Greg Mueller: From Germany to Las Vegas

The obvious answer is Greg Mueller. The German-Canadian defenceman enjoyed almost as much success playing poker as he did in hockey. After spending two seasons with Munich Hedos between 1992 and 1994, Mueller went on to play for hockey teams across Germany before hanging up his stick in 1999. With his sporting career over, Mueller turned his hand to poker.

Taking his defensive, competitive style to the felt, Mueller went on to win two WSOP bracelets in 2009. Those victories catapulted him into the big time, and today he’s still grinding. As of 2018, the hockey-turned-poker-pro had banked $2.8 million from live tournaments, which suggests he’s more than capable of experiencing the perks of being a high roller.

Scott Hartnell: The Winger Who Danced Rings Around the Pros

Another player that has some form at the poker table is Scott Hartnell. The 6ft 2in Canadian will be better known to Nashville Predators fans as the left winger who was a first-round draft in 2000. Today, as well as gliding his 215lb frame across the ice and scoring an average of 20 goals per season, Hartnell is the winner of the 2009 NHL Charity Shootout Presented by Pokerstars.net.

Despite being a charity event contested by NHL greats, the tournament did feature some high-level pros. As well as Vanessa Rousso and Greg Raymer, Chris Moneymaker – the man who’s said to have started the poker boom – was in attendance.

Even with some skilled pros in his way, Hartnell was able to fake and attack at all the right times to lift the trophy and prove he’s got some serious poker skills.

Ken Daneyko: The Man with the Winner’s Mentality

Following in Mueller’s steps was former New Jersey Devils defenceman Ken Daneyko. The three-time Stanley Cup winner became a member of Team PartyPoker in 2014. The sponsorship deal was his chance to compete on the live tournament circuit with the best players in the world, and he didn’t waste it.

In fact, just before he was drafted by partypoker, Daneyko tasted success on the World Poker Tour (WPT). Although it wasn’t one of the tour’s $10,000 main events, Ken did manage to close out the Borgata Spring Poker Open by winning the $230 Deepstack for $14,723. For those not in the know, winning a Deepstack event takes more than luck. With the blinds less of a factor, these events are much more suited to skilled players. So, despite being a relative novice, Daneyko has proved that he’s more than capable of mixing it with the pros.

Arron Asham: Fast, Loose and Aggressive

The final player that could be a force in the poker world is Arron Asham.

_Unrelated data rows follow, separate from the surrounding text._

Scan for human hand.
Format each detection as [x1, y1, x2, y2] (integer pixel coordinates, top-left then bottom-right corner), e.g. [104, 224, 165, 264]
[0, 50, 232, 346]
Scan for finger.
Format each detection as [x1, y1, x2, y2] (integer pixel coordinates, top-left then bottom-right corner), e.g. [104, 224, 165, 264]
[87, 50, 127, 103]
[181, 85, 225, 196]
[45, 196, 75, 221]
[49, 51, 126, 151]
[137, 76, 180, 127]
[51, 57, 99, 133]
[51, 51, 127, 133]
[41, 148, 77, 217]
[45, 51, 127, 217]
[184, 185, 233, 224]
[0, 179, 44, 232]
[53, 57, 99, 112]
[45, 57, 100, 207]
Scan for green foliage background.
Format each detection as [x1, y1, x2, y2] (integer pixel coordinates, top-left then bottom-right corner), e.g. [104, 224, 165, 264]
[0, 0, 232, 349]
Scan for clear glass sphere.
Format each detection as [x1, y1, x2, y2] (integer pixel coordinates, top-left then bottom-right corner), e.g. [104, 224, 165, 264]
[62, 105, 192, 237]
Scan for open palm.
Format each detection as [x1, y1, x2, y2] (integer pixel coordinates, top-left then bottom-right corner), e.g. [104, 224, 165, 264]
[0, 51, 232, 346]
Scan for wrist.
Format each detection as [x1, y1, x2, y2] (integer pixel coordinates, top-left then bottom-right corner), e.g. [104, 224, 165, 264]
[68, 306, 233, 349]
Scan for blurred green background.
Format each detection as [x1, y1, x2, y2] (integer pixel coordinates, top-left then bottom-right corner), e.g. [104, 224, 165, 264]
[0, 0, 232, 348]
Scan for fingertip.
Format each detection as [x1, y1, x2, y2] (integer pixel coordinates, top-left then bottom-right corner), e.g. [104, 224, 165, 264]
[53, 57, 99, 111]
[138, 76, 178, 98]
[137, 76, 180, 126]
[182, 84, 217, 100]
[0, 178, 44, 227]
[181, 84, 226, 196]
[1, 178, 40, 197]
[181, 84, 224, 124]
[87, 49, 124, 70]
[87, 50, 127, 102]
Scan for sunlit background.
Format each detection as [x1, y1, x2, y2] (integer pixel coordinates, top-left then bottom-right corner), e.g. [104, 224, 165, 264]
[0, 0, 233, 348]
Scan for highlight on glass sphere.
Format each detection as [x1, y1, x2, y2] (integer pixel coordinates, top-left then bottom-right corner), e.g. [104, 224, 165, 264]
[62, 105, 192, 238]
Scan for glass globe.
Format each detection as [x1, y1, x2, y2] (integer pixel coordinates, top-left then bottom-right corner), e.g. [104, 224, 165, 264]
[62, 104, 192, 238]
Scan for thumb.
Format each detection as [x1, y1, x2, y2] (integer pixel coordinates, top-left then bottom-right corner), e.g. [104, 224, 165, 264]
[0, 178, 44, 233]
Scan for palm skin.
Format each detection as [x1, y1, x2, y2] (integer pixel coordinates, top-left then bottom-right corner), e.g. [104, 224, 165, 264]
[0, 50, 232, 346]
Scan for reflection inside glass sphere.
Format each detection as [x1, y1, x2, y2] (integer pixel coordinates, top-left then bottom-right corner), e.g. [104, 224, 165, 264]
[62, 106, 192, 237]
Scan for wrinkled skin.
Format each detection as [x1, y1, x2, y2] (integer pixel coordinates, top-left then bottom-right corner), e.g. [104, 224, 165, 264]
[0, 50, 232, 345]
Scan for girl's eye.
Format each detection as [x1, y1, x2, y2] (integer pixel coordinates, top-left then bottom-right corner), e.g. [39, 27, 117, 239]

After spending 15 seasons in the NHL, Asham has not only developed a fighting spirit but also spent countless hours on buses traveling from game to game. According to Scott Hartnell, it was this time in between games that Asham showed his poker skills. While the results of said games remain private, we do know that Asham played poker just as aggressively as he played hockey.

“He's a loose player and likes to call everything, so he ends up catching more times than not," Hartnell said when asked to describe Asham’s skills. Tangling with a loose, aggressive player is never easy. If Asham were bold enough to sit down with the pros, this style could serve him very well. If that fails, a four-way showdown with our other hockey picks could certainly make for entertaining viewing.